The Foundation offers mentoring to partner organizations across Bosnia and Herzegovina to help them implement the Program, which connects young people aged 20 to 30 with children from vulnerable backgrounds. The foundation monitors children’s progress across multiple parameters: their relationship with volunteers, their use of free time, participation in educational and cultural activities, socially desirable behaviors, and self-image.

“Our program’s results include progress made by the children, but it is also very clearly beneficial for our volunteers. The program emphasizes one-on-one time between children and volunteers, but group activities and outings also make everyone happy. While working with us, volunteers receive professional support from our coordinators and collaborators through individual and group advisory meetings and workshops,says Ivana Radić. She noted that more than 2000 children and volunteers took part in the program in BiH over the course of 20 years.

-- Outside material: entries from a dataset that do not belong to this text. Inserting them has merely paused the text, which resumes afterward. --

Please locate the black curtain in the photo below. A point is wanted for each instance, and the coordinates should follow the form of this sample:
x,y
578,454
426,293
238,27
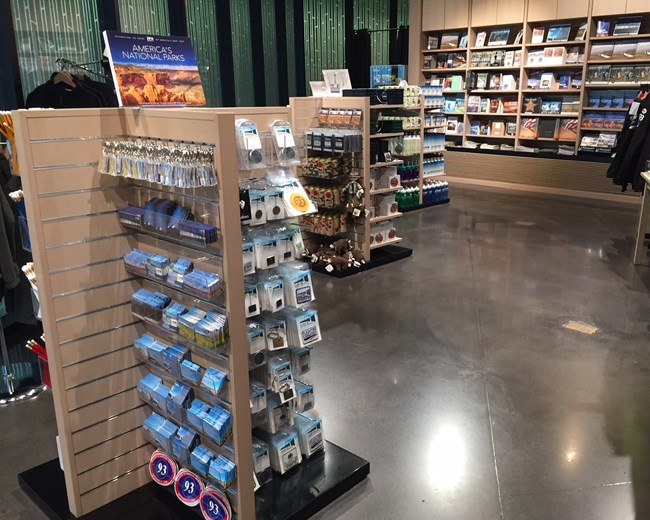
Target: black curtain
x,y
358,57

Despite nearly 20 years of experience and a well-organized program, the Foundation says its collaboration with the Institute for Youth Development KULT, particularly through the Localworks program, has helped them improve even further: “We’ve been following the Institute’s work for a long time and had the opportunity to attend several of their trainings and learn more about their work. When they invited us to participate in organizational capacity assessment using their assessment (POK) and development (ROK) tools, we realized it was the perfect moment to focus on strengthening our internal structure and building our existing capacities. I have to admit that it was not easy; the process itself is demanding and time-consuming, but it is necessary, and honestly, we at the foundation feel stronger after going through the whole process”, says Ivana Radić about the Foundation’s cooperation with the Institute.

“The POK tool revealed our shortcomings, and we selected three areas to focus on in our organizational capacity-building process: Project cycle management, Public and media relations, and Finance and administration. Through this entire process, we improved our policies and procedures, internal forms, records, reporting forms, etc. KULT’s support included various trainings, individual consultations, hiring experts, and the Job Shadowing visit. Improvements in other areas came spontaneously, but the most noticeable progress happened in the finance and administration segment”, says Ivana Radić, concluding that:

“Through this process with the Institute, we realized the importance of having a well-structured and organized Foundation. Operating according to standards and maintaining this strong internal structure is essential for us to expand further and develop our ideas and projects with other organizations and donors.”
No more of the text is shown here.